Pour aider les pays les plus pauvres menacés de surendettement, les décideurs internationaux doivent promouvoir une participation beaucoup plus grande des créanciers privés au reprofilage et à la restructuration de la dette. Ils devraient également fournir un soutien financier supplémentaire permettant à ces pays de continuer à investir dans le développement durable.

L’un des nombreux héritages complexes de la pandémie de Covid-19 sera un niveau élevé de dette publique dans la plupart des pays. Cela reflète l’augmentation des dépenses des gouvernements pour faire face à la crise, ainsi que l’effondrement des recettes fiscales avec l’implosion des économies en 2020. En conséquence, de nombreux pays à revenu faible et intermédiaire risquent de se retrouver avec des dettes souveraines.

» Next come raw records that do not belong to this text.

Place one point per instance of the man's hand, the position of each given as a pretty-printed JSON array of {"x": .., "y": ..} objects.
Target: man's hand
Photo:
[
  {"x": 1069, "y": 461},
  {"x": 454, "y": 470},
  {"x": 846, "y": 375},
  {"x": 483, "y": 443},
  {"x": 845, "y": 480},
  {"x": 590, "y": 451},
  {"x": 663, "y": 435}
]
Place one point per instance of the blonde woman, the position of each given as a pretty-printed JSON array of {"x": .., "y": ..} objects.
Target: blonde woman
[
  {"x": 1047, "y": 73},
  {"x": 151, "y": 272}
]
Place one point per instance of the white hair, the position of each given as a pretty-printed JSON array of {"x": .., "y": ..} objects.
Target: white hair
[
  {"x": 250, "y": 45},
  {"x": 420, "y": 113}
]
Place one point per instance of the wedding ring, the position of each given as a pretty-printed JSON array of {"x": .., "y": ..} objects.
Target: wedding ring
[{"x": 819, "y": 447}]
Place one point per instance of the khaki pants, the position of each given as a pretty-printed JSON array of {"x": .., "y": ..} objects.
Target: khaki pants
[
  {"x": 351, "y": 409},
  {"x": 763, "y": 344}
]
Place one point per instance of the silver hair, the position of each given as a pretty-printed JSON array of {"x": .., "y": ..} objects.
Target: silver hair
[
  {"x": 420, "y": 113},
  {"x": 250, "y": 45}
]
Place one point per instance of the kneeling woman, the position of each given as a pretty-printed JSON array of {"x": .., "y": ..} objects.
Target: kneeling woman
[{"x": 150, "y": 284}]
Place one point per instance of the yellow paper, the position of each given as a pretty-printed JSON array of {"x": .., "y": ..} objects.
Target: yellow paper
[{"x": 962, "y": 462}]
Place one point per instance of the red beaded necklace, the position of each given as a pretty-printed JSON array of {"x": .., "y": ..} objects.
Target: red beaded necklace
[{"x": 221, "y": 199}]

Bien que de nombreux pays développés soient lourdement endettés, leurs taux d’intérêt sont bas par rapport aux normes historiques – et négatifs en termes réels. Les pays en développement, malgré une augmentation moins forte de leurs dépenses publiques pendant la crise du covid-19, doivent payer des taux d’intérêt plus élevés sur leur dette souveraine. Ces taux, et les écarts de risque que paient les pays les plus pauvres sur les marchés internationaux des capitaux, pourraient augmenter à mesure que les taux d’intérêt dans les économies avancées – et aux États-Unis en particulier – commenceront à grimper.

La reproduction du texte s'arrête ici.